Walt here. As Ed. told you, I'm a bit under the weather [clear and cold. Ed.] but the news that the Mueller report is likely to prove a colossal dud cheers me up enough strengthens me to attach the keyboard for awhile. What follows are excerpts from penultimate chapter of a book which I'll identify at the end. [No peeking. Ed.] Your task is to guess the date on which it was written. The picture of the author may help. Or not.

"The world is full of dangerous ideas, and we are both naive and stupid if we believe that the way to prepare intelligent young [people] to face the world is to try to protect them from such ideas while they are in college. Four years in an insulated nursery will produce gullible innocents, not tough-minded realists who know what they believe because they have faced the enemies of their beliefs." [Quoting Dean Wilbur J. Bender of Harvard University]

As a people...we could all stand a little more education. ...I did not get the impression in my travels up and down the country...that we were very well informed either about the world or our own land; nor did we always grasp the very issues on which our existence depended. The public opinion polls piled up evidence of our ignorance. Even Dr. Gallup...confessed that "today for the first time I am concerned lest lack of information lead the American people to decisions which they will regret."
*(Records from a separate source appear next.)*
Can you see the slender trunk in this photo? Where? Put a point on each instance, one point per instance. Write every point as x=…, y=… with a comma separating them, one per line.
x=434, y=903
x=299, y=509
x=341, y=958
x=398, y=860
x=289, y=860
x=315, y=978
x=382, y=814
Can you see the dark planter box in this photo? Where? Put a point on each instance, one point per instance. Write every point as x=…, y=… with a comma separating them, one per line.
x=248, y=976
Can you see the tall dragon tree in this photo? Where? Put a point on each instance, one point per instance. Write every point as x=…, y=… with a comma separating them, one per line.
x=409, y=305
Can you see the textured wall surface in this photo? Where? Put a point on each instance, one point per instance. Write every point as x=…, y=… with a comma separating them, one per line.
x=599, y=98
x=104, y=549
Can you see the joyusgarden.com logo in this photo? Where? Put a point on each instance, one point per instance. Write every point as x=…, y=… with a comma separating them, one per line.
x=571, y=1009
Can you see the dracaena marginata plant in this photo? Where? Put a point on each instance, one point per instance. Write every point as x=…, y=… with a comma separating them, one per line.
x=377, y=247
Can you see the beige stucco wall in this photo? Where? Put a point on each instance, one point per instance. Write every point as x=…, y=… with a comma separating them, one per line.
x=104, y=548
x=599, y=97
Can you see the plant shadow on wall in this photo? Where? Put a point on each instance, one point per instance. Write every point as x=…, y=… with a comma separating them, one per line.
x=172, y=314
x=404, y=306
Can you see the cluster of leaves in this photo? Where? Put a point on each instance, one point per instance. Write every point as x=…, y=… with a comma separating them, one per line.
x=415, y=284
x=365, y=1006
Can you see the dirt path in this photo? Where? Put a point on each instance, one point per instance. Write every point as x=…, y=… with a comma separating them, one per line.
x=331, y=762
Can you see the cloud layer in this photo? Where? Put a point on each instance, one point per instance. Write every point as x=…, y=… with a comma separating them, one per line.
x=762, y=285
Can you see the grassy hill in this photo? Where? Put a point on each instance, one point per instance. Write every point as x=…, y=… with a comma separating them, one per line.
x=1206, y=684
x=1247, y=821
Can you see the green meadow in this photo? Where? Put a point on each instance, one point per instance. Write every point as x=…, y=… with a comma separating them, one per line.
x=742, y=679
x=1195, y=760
...the amazing thing was not that the good people could read a newspaper and listen to the newscasts daily and still be so ignorant, but that their daily journals and news broadcasts were of such an amazingly low quality that the millions who read and listened were bound to be left in almost total ignorance of what was going on in the world.

...Have our newspapers lost a sense of their historical function to keep the public informed about the issues of the day? asked Dr Gallup. "Have they begun to worry too much about having the most popular comic strips and the most complete sports pages, and too little about keeping their readers interested in, and informed about, the important problems of the day?"

The author is William Lawrence Shirer (February 23, 1904 – December 28, 1993) an American journalist and war correspondent. The book is Mid-century Journey, published in 1952. Next time you hear some libtard preach about "safe spaces", read them the quote from the Dean Bender. It seems there are no more Dean Benders at Harvard or any of America's other institutions of higher learning, but that just shows you how the left has taken control not just of our media, but also our educational system [Is dis a system? Ed.] and virtually every aspect of our daily lives.